In the 1980 presidential campaign, when recently imposed campaign finance restrictions hobbled third parties' abilities to fundraise by severely limiting how much any single donor could give, David Koch took advantage of the fact that the rules allowed candidates themselves to self-finance as they wished: He became the Libertarian Party's vice presidential nominee. He and running mate Ed Clark got more than 1 percent of the vote, a party record that would go unbroken until 2016.

Koch told New York magazine during that campaign that he'd been excited by the previous Libertarian presidential run by Roger MacBride, saying the party was "advocating all the things I believed in. [MacBride] wanted less government and taxes and was talking about repealing all these victimless-crime laws that had accumulated on the books. I have friends who smoke pot. I know many homosexuals. It's ridiculous to treat them as criminals—and here was someone running for president, saying just that."

After winning the vice presidential nomination, Koch told the assembled Libertarian delegates that the party's members "represent the best hope for human freedom since the American revolution" and that "as a businessman, who's run a successful company, who's had to deal with the harassment and ridiculous interference of government in the affairs of my business….I can be particularly effective at communicating the libertarian ideas and concepts to the businessman." Koch listed the run as his "proudest achievement" in a 1987 MIT alumni newsletter.

In 1984 Koch co-founded Citizens for a Sound Economy, a free market advocacy and research organization that later split into FreedomWorks and Americans for Prosperity, both prominent players in 21st century Republican and libertarian circles in the pre-Trump age (though Koch was only directly involved with the latter). Koch continued to donate and to often serve on the boards of market-oriented advocacy groups, and the political operation funded and managed by him and Charles became notorious in the Obama age as the supposedly sinister face of money in politics.

As was his way, Koch mostly declined to participate in public controversies over his political beliefs or funding. But as he told me in that 2005 interview, he had come to see political philanthropy as finding "aggressive salesmen" who understand that you can have the best product in the world but if you aren't finding consumers to buy it, you need to do whatever it takes to sell it, including spending "staggering sums on advertising and promotion" in the mold of Procter & Gamble. You have to find talented people with good ideas, and try different approaches, to help generate political and philosophical change.

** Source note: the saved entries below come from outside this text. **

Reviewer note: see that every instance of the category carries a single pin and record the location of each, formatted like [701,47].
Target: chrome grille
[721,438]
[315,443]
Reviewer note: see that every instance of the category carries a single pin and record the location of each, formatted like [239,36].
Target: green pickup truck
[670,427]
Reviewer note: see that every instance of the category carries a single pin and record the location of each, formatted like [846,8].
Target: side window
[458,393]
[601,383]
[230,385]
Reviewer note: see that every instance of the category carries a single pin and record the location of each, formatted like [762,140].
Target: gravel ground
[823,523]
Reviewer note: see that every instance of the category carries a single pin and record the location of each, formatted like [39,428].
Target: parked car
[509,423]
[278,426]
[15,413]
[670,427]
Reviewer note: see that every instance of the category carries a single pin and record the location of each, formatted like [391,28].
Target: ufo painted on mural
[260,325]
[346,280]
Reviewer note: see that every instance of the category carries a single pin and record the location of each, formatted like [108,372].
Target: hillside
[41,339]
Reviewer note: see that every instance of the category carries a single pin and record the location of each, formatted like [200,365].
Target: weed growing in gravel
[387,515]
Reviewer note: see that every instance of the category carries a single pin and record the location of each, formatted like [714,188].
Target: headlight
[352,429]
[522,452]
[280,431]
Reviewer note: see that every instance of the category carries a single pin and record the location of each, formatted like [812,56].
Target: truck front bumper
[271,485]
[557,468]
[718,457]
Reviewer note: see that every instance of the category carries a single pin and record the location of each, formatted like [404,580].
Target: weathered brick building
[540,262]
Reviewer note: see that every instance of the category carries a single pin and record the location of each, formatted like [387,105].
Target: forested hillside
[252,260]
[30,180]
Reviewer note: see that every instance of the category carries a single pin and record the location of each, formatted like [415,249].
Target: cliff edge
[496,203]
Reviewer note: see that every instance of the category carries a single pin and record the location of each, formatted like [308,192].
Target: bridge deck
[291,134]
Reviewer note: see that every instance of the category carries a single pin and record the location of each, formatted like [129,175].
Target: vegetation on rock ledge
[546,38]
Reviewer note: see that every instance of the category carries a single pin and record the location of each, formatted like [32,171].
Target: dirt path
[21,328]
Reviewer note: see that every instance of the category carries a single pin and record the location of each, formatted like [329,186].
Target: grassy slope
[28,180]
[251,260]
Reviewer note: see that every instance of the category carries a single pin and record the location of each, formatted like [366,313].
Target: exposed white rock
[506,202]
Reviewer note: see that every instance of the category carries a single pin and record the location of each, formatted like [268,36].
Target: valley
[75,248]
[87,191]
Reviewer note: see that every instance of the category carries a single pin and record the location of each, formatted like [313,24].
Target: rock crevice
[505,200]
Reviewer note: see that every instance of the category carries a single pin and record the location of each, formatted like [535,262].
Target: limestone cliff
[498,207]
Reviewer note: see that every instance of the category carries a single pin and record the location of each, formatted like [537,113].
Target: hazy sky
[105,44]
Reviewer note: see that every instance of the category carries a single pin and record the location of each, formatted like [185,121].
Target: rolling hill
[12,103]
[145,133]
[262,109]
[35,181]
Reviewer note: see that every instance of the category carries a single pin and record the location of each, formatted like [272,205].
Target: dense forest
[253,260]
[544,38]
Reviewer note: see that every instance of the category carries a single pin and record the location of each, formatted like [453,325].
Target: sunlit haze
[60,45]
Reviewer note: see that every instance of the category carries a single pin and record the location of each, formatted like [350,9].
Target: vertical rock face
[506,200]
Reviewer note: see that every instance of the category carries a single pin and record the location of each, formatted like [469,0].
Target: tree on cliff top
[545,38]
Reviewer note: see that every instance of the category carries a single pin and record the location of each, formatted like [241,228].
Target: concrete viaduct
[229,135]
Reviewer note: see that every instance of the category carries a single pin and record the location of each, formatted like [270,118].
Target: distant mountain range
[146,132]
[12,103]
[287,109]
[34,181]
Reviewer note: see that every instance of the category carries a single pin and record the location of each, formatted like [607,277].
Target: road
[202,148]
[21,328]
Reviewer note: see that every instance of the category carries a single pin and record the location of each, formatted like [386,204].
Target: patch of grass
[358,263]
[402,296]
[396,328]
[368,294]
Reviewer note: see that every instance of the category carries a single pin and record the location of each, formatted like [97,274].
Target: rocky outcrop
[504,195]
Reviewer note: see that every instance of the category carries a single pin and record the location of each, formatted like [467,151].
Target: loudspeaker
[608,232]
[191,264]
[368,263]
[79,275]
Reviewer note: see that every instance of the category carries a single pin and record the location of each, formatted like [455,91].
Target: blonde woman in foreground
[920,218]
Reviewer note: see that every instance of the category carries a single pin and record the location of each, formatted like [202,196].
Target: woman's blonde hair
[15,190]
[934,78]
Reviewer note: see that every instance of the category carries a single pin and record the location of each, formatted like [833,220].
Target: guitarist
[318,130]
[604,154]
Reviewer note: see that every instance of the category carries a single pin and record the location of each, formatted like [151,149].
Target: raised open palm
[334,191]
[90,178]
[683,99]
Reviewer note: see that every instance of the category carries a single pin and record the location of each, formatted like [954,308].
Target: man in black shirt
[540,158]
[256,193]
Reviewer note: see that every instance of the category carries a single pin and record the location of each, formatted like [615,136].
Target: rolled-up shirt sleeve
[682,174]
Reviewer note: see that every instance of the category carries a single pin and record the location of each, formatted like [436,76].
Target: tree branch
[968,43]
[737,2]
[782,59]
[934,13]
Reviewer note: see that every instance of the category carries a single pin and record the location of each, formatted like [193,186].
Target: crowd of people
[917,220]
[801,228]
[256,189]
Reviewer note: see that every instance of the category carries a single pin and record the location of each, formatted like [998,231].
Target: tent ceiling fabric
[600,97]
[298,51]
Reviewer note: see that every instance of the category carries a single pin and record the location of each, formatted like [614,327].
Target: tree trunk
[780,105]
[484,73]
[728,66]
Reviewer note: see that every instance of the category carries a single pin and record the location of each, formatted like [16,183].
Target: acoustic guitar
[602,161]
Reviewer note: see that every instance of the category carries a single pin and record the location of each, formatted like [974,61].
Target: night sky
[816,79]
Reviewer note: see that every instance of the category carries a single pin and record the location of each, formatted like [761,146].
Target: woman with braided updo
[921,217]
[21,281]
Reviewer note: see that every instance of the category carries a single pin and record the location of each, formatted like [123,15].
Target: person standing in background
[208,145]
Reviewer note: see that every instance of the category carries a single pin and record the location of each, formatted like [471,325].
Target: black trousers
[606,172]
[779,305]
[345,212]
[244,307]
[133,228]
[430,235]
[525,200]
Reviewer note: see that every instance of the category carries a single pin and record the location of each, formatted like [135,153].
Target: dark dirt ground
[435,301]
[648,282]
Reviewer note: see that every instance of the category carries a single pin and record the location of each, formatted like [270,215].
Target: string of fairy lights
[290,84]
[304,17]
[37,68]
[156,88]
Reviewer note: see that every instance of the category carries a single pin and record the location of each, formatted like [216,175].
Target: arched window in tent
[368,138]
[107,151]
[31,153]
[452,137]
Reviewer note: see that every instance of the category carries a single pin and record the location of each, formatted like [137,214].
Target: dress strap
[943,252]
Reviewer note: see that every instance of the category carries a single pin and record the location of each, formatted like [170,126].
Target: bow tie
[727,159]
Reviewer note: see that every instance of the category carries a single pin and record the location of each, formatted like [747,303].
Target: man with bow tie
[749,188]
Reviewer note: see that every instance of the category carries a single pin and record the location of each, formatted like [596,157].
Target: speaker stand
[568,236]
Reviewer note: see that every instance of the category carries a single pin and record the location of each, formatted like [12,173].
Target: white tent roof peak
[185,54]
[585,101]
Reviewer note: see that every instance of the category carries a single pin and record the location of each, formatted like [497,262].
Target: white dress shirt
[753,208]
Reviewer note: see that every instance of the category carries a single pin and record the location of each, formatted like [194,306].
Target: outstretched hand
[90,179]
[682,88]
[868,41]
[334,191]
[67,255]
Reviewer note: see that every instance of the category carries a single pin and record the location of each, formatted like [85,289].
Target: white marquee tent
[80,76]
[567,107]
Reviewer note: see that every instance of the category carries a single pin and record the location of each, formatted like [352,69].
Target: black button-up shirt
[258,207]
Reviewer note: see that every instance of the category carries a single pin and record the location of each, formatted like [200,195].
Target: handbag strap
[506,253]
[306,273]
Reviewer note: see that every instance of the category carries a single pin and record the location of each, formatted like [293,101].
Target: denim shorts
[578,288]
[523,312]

Koch was an inveterate experimenter in that process, to the great benefit of many libertarian institutions—he told me he'd been on as many as 20 boards at a time.

The vast bulk of Koch's philanthropy was not political. It included hundreds of millions of dollars for cancer research (he was diagnosed with prostate cancer in 1992) and major arts and sciences institutions, museums, schools, and public television, with much of his institutional philanthropy centered in New York City, his home for decades.

He is survived by his wife Julia and their three children.